For specific BCP testing steps, download the guide, Business continuity and disaster recovery testing templates.
Business continuity planning software, tools, and trends
There is help available to guide organizations through the business continuity planning process, from consultants to tools to full software. An organization bases its investment in assistance on the complexity of the business continuity planning task, amount of time and budget. Before making a purchase, it is advisable to research both products and vendors, evaluate demos and talk to other users.
The Federal Financial Institutions Examination Council's Business Continuity Planning booklet contains guidance for financial -- and nonfinancial -- professionals, delving into the BIA, RA, BC plan development and testing, standards and training.
SearchDisasterRecovery's free, downloadable business continuity plan template helps users create a successful BCP.
For more complicated functions, business continuity planning software uses databases and modules for specific exercises. The U.S. Department of Homeland Security, through its Ready.gov website, offers software in its "Business Continuity Planning Suite." Other business continuity software vendors include ClearView, Continuity Logic, Fusion, and Sungard Availability Services.
The role of the business continuity professional has changed and continues to evolve. As IT administrators are increasingly asked to do more with less, it is advisable for business continuity professionals to be well versed in technology, security, risk management, emergency management, and strategic planning. Business continuity planning must also take into account emerging and growing technologies -- such as the cloud and virtualization -- and new threats, such as cyberattacks like ransomware.
Business continuity planning standards
Business continuity planning standards provide a starting point.

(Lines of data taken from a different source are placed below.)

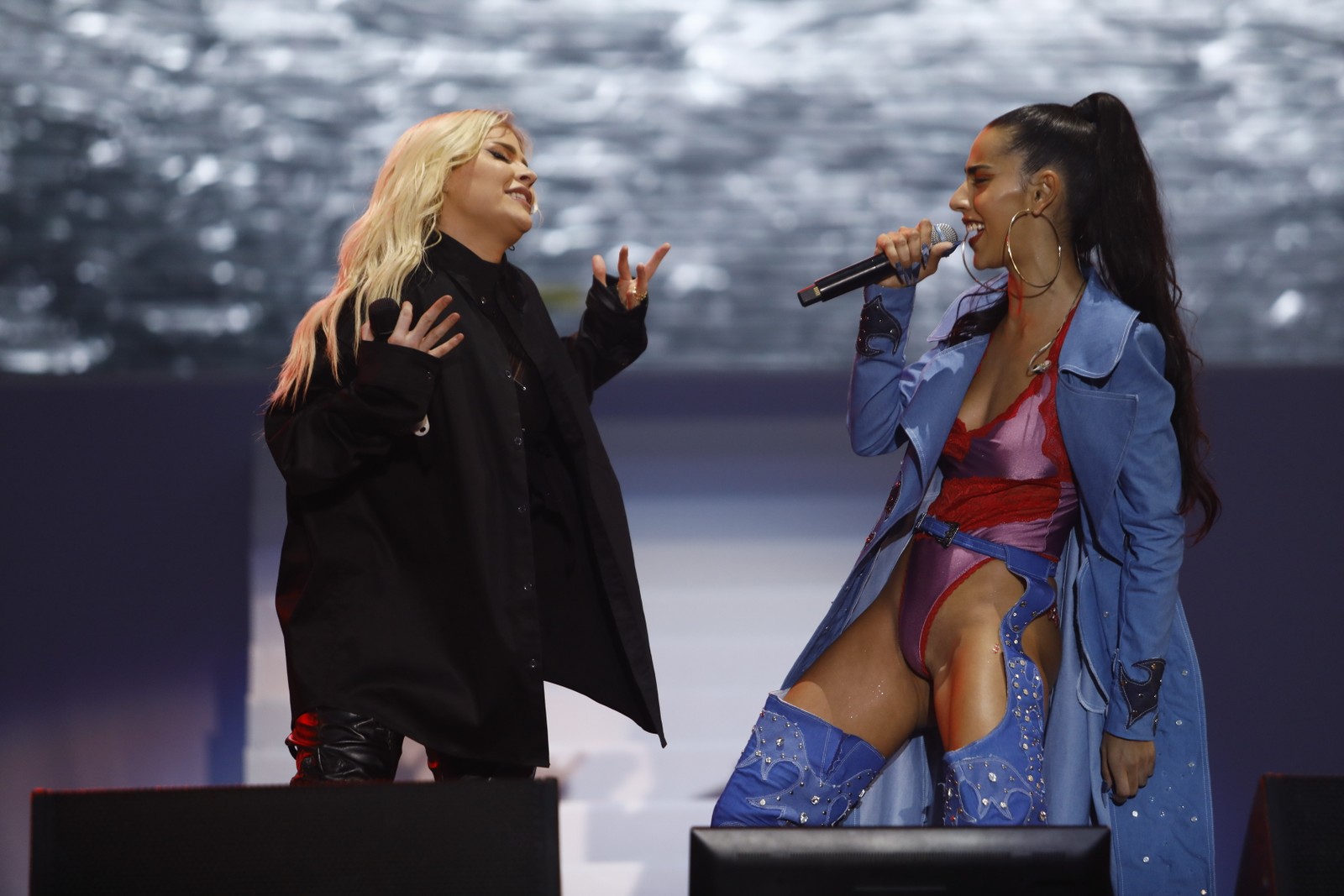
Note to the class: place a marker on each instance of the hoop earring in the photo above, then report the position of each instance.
(1012, 262)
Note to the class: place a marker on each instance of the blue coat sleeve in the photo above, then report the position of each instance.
(1147, 506)
(882, 383)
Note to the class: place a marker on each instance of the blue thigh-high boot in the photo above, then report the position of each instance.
(796, 770)
(1000, 778)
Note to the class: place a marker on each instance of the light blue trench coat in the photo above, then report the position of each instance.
(1117, 577)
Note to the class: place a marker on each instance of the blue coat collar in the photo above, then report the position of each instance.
(1095, 340)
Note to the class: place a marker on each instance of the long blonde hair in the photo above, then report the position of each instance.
(387, 242)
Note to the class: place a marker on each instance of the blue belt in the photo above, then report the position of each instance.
(1016, 559)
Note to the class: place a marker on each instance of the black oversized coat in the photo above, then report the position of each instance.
(407, 584)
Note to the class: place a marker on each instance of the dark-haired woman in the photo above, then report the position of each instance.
(1025, 567)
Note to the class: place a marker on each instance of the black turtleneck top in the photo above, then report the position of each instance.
(580, 644)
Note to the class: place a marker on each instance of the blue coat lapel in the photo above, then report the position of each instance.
(936, 402)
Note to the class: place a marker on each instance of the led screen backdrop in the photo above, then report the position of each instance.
(175, 176)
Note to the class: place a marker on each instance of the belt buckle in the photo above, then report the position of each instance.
(945, 539)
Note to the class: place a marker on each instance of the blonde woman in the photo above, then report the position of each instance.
(456, 532)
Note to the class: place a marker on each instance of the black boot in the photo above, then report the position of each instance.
(333, 746)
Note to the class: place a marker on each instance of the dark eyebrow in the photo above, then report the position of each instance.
(512, 150)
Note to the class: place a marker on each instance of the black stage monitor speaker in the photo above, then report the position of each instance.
(470, 839)
(1294, 841)
(889, 862)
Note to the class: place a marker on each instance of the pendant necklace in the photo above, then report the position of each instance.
(1032, 367)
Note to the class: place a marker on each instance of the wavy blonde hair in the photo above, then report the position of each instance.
(387, 242)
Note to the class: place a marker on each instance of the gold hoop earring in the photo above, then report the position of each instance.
(1012, 262)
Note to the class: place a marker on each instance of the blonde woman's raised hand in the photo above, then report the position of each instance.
(427, 335)
(631, 289)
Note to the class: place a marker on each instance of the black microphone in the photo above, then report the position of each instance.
(382, 317)
(870, 270)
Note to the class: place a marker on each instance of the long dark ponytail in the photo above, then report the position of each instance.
(1117, 226)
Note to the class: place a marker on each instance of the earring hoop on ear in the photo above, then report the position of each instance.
(1012, 262)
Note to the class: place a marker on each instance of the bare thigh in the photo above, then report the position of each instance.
(862, 683)
(965, 658)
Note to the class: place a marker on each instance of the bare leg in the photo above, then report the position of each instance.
(991, 698)
(862, 683)
(969, 685)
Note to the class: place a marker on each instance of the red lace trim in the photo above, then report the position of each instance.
(979, 503)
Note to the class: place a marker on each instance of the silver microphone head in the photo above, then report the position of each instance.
(945, 234)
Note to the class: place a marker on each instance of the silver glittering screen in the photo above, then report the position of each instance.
(175, 176)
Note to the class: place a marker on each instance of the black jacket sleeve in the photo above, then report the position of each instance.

According to Kirvan, the International Organization for Standardization (ISO) 22301:2012 standard is generally regarded as the global standard for business continuity management. (ISO 22301:2012 is currently under review and will be replaced by ISO/FDIS 22301.) ISO 22301:2012 is often complemented by other standards, such as:
- ISO 22313: Guidance for a business continuity management system and continual improvement
- ISO 22317: Guidelines for business impact analysis
- ISO 22318: Continuity of supply chains
- ISO 22398: Exercise guidelines
- ISO 22399: Incident preparedness
Other standards include:
Emergency management and disaster recovery plans in BC planning
An emergency management plan is a document that helps to mitigate the damage of a hazardous event. Proper business continuity planning includes emergency management as an important component. The specifically defined emergency management team takes the lead during a business disruption.
The emergency management plan, like the BCP, should be reviewed, tested and updated accordingly. It should be fairly simple and provide the steps necessary to get through an event. The plan also should be flexible, because situations are often very fluid, and the team should communicate frequently during the incident.
Disaster recovery (DR) and business continuity planning are often linked, but they are different. A DR plan is reactive as it details how an organization recovers after a business disruption. A business continuity plan is a more proactive approach, as it describes how an organization can maintain operations during an emergency.